Uncle Robert burst out laughing.
“Your mother is young enough to have another family yet!”
Philip got up and stamped about the floor, his hands deep in his trouser pockets, his masterful chin in the air.
“Young man,” said Uncle Robert, “you were born when your mother was about seventeen. She has devoted herself to you for twenty-five years. Let someone else have a show in.”
There is no knowing what Philip would have replied to this, for at the moment both Mrs. Barrimore and Dan appeared, so of necessity the subject dropped.

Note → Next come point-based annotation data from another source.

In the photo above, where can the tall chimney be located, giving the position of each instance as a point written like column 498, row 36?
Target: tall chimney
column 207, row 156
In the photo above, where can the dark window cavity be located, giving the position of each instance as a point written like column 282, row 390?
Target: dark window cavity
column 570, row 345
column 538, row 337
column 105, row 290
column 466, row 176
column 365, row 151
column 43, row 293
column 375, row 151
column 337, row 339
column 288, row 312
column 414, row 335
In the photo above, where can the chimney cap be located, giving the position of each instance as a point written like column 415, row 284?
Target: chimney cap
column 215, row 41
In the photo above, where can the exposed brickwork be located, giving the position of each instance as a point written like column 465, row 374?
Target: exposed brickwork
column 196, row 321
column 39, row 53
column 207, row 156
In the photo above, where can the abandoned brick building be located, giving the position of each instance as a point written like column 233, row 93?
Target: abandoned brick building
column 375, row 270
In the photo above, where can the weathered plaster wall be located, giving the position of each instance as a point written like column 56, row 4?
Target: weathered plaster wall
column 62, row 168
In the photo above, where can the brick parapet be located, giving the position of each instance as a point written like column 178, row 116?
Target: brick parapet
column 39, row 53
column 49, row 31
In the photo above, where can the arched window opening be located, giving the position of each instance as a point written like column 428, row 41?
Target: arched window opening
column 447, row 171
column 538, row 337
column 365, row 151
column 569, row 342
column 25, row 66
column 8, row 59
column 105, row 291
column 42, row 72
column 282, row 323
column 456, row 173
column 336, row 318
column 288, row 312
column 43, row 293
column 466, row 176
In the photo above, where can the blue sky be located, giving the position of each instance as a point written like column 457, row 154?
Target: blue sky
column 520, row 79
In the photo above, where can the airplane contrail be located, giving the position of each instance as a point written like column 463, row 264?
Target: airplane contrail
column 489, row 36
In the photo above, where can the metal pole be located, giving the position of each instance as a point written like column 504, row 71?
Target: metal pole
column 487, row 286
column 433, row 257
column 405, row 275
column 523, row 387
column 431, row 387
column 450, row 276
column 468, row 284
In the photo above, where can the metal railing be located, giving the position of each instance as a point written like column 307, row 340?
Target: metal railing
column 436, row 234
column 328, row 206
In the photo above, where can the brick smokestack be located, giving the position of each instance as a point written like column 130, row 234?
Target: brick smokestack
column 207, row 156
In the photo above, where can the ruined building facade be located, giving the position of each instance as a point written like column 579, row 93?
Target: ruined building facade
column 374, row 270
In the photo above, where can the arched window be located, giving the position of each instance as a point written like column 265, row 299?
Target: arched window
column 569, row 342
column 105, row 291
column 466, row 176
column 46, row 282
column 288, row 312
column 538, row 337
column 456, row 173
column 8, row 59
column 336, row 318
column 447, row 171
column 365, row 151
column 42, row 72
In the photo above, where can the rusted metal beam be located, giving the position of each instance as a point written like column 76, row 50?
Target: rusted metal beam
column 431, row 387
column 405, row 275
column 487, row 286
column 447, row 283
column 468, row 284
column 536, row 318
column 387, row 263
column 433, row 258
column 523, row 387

But Philip, albeit still angry with Colonel Lane, was very tender to his pretty mother, placing her chair for her, and embracing her with extra warmth.
She had refused to marry the Colonel, and he chose to show his approval.
But the pretty pink color was absent from her cheeks, and dark rims surrounded the grey eyes.
CHAPTER XI
A RAY OF HOPE
When Mrs. Le Breton kissed Eweretta, it had been for her dead child’s sake, the child she had loved with all the passion of her soul, but with that spontaneous action a flood of repentance had surged up within her. She recalled with what sweetness Eweretta had begged to share what she had with her half-sister. She remembered, too, how she had hated Eweretta for being in a position to patronize her poor, defrauded child—hated her for her health, her education, her mental vigor.